My human rogue gets DEX, and I can pick STR and CHA, and I am done with my saves and skills.
And C&C does not really feel all that different in play than 5E. I want to make a history check? INT is the score; the target number depends on the character. Stealth? DEX. Intimidation? CHR. Want to ballpark difficulties? Well, by the rules, monster HD is the difficulty. Intimidate a 1 HD goblin? That is difficulty 1.
CHR (primary) modifier +3, level 4 character, versus a 1 HD goblin?
3 + 4 = +7 versus a target number of 12 + 1 = 13.
Meet or beat a 6.
And since the target numbers are fixed, as a referee, I am only throwing out a difficulty number, typically 0 to 10, and negatives are also used for easy tasks (or just rule the action a success). I do not have to set a task DC from 5 to 30.
Unlike 5E, you add your level to most checks, unless you would be copying a class ability from another class, like lockpicking. So that is like adding your proficiency bonus to all ability saves and checks in 5E. In C&C, it is easier for high-level heroes to do "hero stuff" like jump pits, make perception rolls, charm guards, or do things everyone can do. So the system has a hidden "skill improvement" factor baked into the rules, and it feels like a pulp-action game.
C&C is a cleaner design, and it plays smoother. It does everything 5E's skill system does. The game also plays exactly like B/X or 5E, or anywhere between.

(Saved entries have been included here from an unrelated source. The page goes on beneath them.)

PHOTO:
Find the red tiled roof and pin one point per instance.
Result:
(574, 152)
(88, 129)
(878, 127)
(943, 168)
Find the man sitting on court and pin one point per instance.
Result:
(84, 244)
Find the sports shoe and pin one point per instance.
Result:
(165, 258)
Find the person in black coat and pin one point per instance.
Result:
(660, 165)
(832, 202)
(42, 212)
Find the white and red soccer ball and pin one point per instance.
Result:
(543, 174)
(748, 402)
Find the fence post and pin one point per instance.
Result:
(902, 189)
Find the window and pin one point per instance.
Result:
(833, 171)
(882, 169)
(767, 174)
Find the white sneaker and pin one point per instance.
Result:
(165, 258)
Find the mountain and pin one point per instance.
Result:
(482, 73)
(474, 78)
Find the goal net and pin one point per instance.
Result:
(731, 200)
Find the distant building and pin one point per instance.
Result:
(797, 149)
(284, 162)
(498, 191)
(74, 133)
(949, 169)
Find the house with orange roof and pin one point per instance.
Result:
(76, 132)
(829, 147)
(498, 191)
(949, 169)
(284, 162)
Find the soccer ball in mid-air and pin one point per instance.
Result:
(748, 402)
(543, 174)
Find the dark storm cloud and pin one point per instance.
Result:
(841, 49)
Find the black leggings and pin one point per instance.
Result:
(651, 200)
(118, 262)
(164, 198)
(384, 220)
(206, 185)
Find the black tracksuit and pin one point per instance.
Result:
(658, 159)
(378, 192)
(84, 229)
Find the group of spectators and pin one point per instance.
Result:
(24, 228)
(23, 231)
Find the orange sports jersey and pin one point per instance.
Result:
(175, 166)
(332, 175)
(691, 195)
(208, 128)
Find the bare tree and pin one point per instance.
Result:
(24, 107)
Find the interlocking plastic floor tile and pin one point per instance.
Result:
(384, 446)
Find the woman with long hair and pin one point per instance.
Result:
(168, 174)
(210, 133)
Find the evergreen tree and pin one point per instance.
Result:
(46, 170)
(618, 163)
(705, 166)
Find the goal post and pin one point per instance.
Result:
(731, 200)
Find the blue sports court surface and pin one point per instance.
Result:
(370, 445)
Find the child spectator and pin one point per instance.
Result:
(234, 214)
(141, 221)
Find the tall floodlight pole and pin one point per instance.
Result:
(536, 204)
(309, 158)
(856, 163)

The 5E design is very bolted-on and clunky as they try to make that skill list work alongside the ability scores. For every problem this hybrid system introduces, they have to write pages of rules to fix the problems of the basic design. Once you introduce "ability score skills," you run into all sorts of problems explaining why a high STR character can't bend bars as easily as someone "trained" to bend bars with a skill.
If you eliminate the skill levels of the 5E list and make them "toggle skills," such as having the medicine skill allowing you to make medicine-related ability score rolls, then the game cleans up, and the ability scores take the leading role. Let everyone try stealth with DEX checks and make specialized rogue abilities with better names: disappear, shadow step, and so on.